- Interactive map of Souaneh
- Country: Lebanon
- Governorate: Nabatieh Governorate

= Souaneh =

Souaneh (Arabic: صوانة) is a village located in southern Lebanon, within the Marjayoun District of the Nabatieh Governorate. Geographically, it is situated at approximately 33.2336°N latitude and 35.439°E longitude, with an elevation of about 547 meters (1,795 feet) above sea level. Souaneh has an area of 4,969 km². The village is in proximity to other localities, including Tebnine, Touline, and Khorbet Selm.

== Demographics ==
Souaneh has a predominantly Shiite Muslim population, consistent with the demographic composition of the Marjayoun District. In 2014, voter registration data indicated that 99.69% of registered voters were Muslim, with 98.43% identifying as Shiite Muslims.

Souaneh has a population of approximately 2,937 people, with a median age of 28.2 years. The community has historically relied on agriculture, small businesses, and trade as key economic activities.
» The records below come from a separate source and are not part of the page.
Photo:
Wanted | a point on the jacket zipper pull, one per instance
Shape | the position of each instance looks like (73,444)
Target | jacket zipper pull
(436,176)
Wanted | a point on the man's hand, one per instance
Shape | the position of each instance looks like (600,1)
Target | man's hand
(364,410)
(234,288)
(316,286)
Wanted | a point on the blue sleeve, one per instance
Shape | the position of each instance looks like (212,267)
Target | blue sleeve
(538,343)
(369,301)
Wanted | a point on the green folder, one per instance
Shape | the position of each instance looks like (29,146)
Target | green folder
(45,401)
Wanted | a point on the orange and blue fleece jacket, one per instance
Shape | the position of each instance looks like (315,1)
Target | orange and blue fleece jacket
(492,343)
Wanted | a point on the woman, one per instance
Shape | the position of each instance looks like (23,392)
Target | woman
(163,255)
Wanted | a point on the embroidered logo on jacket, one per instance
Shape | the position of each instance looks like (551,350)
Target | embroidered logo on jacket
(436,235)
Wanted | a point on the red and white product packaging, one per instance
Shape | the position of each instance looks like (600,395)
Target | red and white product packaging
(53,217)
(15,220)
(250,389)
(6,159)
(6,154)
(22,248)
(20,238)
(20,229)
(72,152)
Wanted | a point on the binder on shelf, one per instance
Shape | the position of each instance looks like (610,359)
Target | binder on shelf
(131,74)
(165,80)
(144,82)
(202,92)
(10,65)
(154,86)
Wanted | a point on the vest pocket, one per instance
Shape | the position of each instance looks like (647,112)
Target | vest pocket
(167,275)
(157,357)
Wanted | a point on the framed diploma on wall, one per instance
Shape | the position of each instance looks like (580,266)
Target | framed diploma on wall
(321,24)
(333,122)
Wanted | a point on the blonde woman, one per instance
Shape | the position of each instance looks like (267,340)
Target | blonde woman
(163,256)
Souaneh is home to several prominent families, including Al Amin, Ftouni, Hamadeh, Basal, El Hawe, Mouzannar, Sultan... many of whom have deep historical and social ties to the region. In recent decades, migration has influenced the village's demographics, with many families having members who have settled in West Africa, South America, and the Gulf states, contributing to the local economy through remittances.

== Administration ==
Souaneh does not have an established municipal government and is instead administered by a local Mukhtar.